Je me souviens de ceux qui m’ont fait du mal mais je sais que j’ai pu faire du mal aussi ; à d’autres. Un souvenir ressurgit, me met mal à l’aise. Je fouille dans ma mémoire et je vois une jeune femme triste et perdue ; je me sens coupable de mon attitude sévère à son encontre. Heureusement aujourd’hui c’est facile de retrouver quelqu’un sans être du F.B.I. C’est l’été, je lui envoie un message via FB pour m’excuser, certaine de l’avoir blessée, de ne pas avoir été à la hauteur quand elle avait besoin de moi. Il y a 18 ans de ça et qu’importe…
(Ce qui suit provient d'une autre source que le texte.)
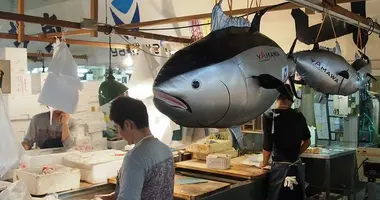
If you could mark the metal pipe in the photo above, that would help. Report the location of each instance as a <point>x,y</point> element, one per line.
<point>337,12</point>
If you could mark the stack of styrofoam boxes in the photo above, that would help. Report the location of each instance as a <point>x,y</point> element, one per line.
<point>96,167</point>
<point>90,117</point>
<point>21,103</point>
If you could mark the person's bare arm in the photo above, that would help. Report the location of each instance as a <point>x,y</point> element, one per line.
<point>30,137</point>
<point>305,144</point>
<point>266,157</point>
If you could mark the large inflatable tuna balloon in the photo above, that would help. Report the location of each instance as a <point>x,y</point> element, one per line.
<point>229,77</point>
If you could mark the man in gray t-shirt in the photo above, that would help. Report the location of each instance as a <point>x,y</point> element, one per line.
<point>147,172</point>
<point>61,133</point>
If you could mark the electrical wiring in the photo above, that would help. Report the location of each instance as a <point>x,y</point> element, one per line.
<point>196,25</point>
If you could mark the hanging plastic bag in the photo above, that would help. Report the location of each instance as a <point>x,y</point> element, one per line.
<point>16,191</point>
<point>11,150</point>
<point>60,90</point>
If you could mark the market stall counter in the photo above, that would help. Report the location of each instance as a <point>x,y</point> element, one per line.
<point>319,168</point>
<point>194,180</point>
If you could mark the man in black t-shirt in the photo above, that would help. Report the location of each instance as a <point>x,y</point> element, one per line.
<point>286,137</point>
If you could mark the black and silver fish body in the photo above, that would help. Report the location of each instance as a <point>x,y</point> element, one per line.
<point>327,72</point>
<point>222,80</point>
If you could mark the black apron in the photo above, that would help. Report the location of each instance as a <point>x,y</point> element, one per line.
<point>279,171</point>
<point>52,143</point>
Trois mois plus tard, elle me répond : Désolée, je n’ai le message que maintenant, je ne suis pas championne dans le système des réseaux sociaux. Ça me ferait plaisir de te voir. Elle me laisse son numéro. Je l’appelle, on prend rendez-vous.
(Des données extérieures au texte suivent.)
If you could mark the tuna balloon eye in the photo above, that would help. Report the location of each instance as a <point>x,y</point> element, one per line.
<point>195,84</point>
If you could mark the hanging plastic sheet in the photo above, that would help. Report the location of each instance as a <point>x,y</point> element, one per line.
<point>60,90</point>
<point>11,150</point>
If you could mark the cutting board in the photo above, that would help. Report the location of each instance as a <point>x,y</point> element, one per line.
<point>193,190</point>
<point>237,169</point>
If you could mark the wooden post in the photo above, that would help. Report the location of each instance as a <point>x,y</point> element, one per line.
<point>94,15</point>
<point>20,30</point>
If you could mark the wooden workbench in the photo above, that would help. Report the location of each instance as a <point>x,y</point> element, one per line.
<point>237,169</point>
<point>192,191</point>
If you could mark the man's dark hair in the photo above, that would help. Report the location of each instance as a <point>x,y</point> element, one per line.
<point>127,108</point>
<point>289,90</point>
Je suis déjà soulagée avant même de la voir en vrai ; joli sentiment. Je la découvre avec ce sourire « pleines dents » que j’admire car je n’ai pas ce genre de sourire. Quand je souris je baisse la tête. Elle est belle avec sa tignasse blonde et sa voix un peu rauque. On cherche un endroit pour se poser. On marche un peu et on s’assoit à une terrasse de café. Il fait incroyablement bon dehors malgré l’automne qui arrive. Un été indien parisien.
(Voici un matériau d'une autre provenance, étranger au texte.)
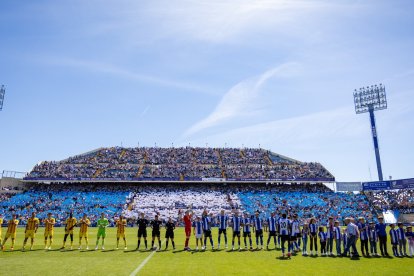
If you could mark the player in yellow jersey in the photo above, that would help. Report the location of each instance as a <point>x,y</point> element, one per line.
<point>83,231</point>
<point>70,224</point>
<point>11,231</point>
<point>31,229</point>
<point>49,230</point>
<point>120,231</point>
On se parle, on se raconte nos vies, on rit… On se découvre tant de points communs. Nous sommes artistes l’une et l’autre avec des chemins si différents. Nous nous sommes connues quand nous avions 5 ans, nageant dans une rivière avec nos bouées. On s’est retrouvées à Paris dans nos premiers balbutiements scéniques et puis plus rien. Elle ne comprend pas pourquoi je me sens coupable, juste quelques griefs au sujet du ménage quand nous partagions ce studio ensemble. Les mystères de la mémoire…

On se quitte, on s’embrasse avec encore plein de choses à se dire. On se reverra. Sur le chemin du retour, je me sens plus légère. Finalement c’est bien de se souvenir, de dire pardon et de renouer avec quelqu’un. Passé, présent, futur.

Je crois que nous n’avons plus besoin de bouées maintenant.